Верховный прелат Орсинии, архиепископ Айзнарский, наконец объявил повестку дня. В последний раз Итале видел его в кафедральном соборе в пасхальную ночь – застывшая фигура в золотом облачении, вся в сиянии праздничных огней и как бы растворяющаяся в звуках райской музыки. На церковной латыни он довольно слабым и тонким голосом открыл собрание и внес на рассмотрение депутатов предложение единодушно проголосовать за выражение глубокой благодарности великой герцогине за милостивое разрешение собраться в ее дворце.
Кто-то поднялся в зале, слева от архиепископа, желая выступить. Архиепископ, пошептавшись со своими помощниками, осторожно сказал на латыни:
– Мы признаём этого депутата. Даю вам слово.
– Господин архиепископ, уважаемые господа депутаты! – звучно начал выступающий, но не на латыни, а на своем родном языке. – Я предлагаю внести следующие изменения в сделанное предложение: ассамблея проголосует за благодарность государыне, но пусть голосование состоится и резолюция будет принята на родном языке жителей этой страны!
На какое-то время в зале воцарилась полная тишина, потом послышались возгласы, становившиеся все громче.
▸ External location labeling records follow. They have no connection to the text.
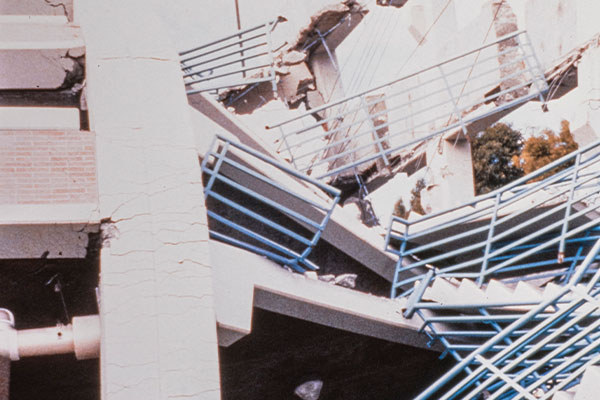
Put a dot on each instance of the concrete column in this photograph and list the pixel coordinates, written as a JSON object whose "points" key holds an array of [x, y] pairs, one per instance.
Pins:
{"points": [[156, 297], [450, 175]]}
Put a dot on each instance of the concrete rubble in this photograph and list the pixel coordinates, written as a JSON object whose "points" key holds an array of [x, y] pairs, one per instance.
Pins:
{"points": [[296, 82]]}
– Господин архиепископ! Прошу вас восстановить в зале порядок, – попросил оратор, – слово для выступления предоставлено было мне. Итак, мое имя Орагон, я депутат от третьего сословия, избранный Национальным собранием провинции Полана. Однако в данном случае я говорю не только от имени своей провинции, но и от имени всей страны, и от имени всей страны я обращаюсь к вам, господа депутаты, ибо речь идет прежде всего о наших правах и о наших священных обязанностях.
Сильный, уверенный голос Орагона зазвучал громче, произносимые им знакомые, но такие важные слова как бы сразу заполнили собой казавшееся странно пустым и холодным пространство огромного зала: моя страна, мой народ, наши права, наша ответственность… Любое слово, давно не произносимое вслух и томящееся под запретом, как бы вбирает в себя всю силу молчания, и эта сила лишь увеличивает его собственное могущество. Именно она, эта сила, скопившаяся за долгие годы вынужденного молчания, наполняла сейчас речь Орагона, и он понимал это и продолжал говорить без колебаний, зная, что это, вполне возможно, его первое и последнее выступление в этом зале. На галерее репортеры прильнули к своим блокнотам, стараясь непременно полностью записать его речь. Итале писал почти с той же скоростью, с какой говорил Орагон: он практически наизусть знал содержание этой речи, он выучил все эти слова много лет назад в тихой и темной библиотеке родного дома в Малафрене, эта речь, состоявшая из стольких различных слов, могла быть, в сущности, сведена к четырем основным словам: жить свободно или умереть. Орагон говорил сорок минут, и под конец голос его уже звучал чуть хрипловато. Аудитория была потрясена. Итале выронил карандаш из онемевших пальцев. Карантай поднял и его карандаш, и записную книжку и подал ему, знаком указав, что нужно продолжать записывать: среди членов ассамблеи творилось нечто невообразимое. То и дело вскакивали желающие выступить и что-то кричали с места; у несчастного архиепископа глаза лезли на лоб. Корнелиус в течение всей речи Орагона хранил молчание. Он, безусловно, тоже прекрасно понимал смысл сказанного, но, в отличие от Итале, полагал, что время таких речей давно миновало. Однако по мере того, как продолжались дебаты на местном языке, практически выйдя из-под контроля, премьер-министр все более мрачнел. Энтузиазм масс и их неконтролируемые действия всегда были его врагами. Во время одного из выступлений – это был какой-то барон из Совены, довольно воинственно настроенный и безусловный патриот, – Корнелиус поднялся, подошел к архиепископу и стал ему что-то тихо внушать. Возмущенный Орагон снова вскочил. Его могучий хрипловатый голос, привыкший перекрывать любой шум во время любых собраний как в помещении, так и под открытым небом, заглушил речь барона:
– Господин архиепископ, я требую, чтобы в зале был восстановлен порядок. Герр Корнелиус, не будучи депутатом от какого-либо сословия, является на данном собрании всего лишь гостем и не имеет права говорить, пока такое право ему не будет предоставлено большинством присутствующих депутатов!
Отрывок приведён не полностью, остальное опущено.